Tuesday, February 02, 2010

Choices

When making a choice, I'm the kind of person who looks at all the options. I'm a planner. I have to have a pretty good idea what the outcome will be like for any possible choice I make when I am faced with a decision. This is the case at home, with my kids, at work...there aren't many things I do without a lot of thinking and weighing heavy on my heart, as well as taking it to God in prayer for guidance. I make pro/con lists...I put it into Excel spreadsheets...I brainstorm...I don't go into any big decision lightly.

Today, I found out that the information I had in making a huge decision in the past was actually not correct...

I went to the gynecologist this morning for my annual physical. I just picked a new doctor, and she was reviewing my records from my old doctor and the hospital when I had Pumpkin Pie.

She said “So, you had your third child prematurely due to a …” and I expected her to say “incompetent cervix” which is what I have been told, but she didn’t say that…she said “due to a raging acute infection in your placenta.”

Excuse me?

Those words have never been uttered to me at any time since Pumpkin Pie was born prematurely.

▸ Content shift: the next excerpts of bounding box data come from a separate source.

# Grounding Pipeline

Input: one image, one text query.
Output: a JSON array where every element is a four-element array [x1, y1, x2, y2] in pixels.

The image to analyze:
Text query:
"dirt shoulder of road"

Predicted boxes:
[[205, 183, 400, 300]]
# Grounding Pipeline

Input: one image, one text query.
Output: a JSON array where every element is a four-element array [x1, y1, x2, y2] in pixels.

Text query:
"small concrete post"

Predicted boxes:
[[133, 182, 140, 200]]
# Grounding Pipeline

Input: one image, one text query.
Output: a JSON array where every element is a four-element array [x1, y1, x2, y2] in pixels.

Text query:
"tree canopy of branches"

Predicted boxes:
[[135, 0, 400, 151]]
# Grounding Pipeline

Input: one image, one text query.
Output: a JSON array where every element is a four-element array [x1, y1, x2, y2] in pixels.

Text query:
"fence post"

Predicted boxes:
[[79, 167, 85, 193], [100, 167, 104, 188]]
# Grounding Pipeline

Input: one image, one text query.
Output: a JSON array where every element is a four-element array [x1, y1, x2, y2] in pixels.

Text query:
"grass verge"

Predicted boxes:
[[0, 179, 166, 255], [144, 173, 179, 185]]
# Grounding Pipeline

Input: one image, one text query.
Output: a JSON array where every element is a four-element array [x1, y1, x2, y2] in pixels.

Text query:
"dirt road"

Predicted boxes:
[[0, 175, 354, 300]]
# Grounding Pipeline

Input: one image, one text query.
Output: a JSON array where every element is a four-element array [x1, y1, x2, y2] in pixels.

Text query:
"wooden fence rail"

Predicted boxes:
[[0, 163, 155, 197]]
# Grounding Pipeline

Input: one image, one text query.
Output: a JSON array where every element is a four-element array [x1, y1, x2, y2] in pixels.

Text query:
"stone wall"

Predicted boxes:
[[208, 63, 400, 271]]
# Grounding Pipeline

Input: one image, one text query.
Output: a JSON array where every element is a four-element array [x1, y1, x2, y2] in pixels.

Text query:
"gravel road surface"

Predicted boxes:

I saw my OB/Gyn often in the months following Pumpkin Pie's birth, and he never once told me that any pathology reports came back abnormal.

As I am processing this information, it hits me that my husband had a vasectomy to keep us from having any more children due to my so-called incompetent cervix, because, we, as compassionate, caring individuals, didn't want another child to have to suffer through what Pumpkin Pie suffered through after his birth. But in reality, the likelihood that I would have another premature baby is low because the chance of the same infection occurring is next to nothing.

I have now taken away any chance of ever having any other children with my husband and I am ONLY 28 YEARS OLD!?!?!?

EXCUSE ME?

I...We...didn't make this choice lightly. We were told all about cerclages to fix an incompetent cervix if we ever did decide to have any more children, and we thought about it and decided that the risk was too great. I didn't have the desire to spend any time on bed rest, especially with three other children to care for. We didn't want to risk having another baby in the NICU and dividing time between home and the hospital. After dealing with one sick child, and making it to the other side, closer to normalcy, we figured we'd just count ourselves extremely lucky and very blessed, and get on with our lives, raising our three boys.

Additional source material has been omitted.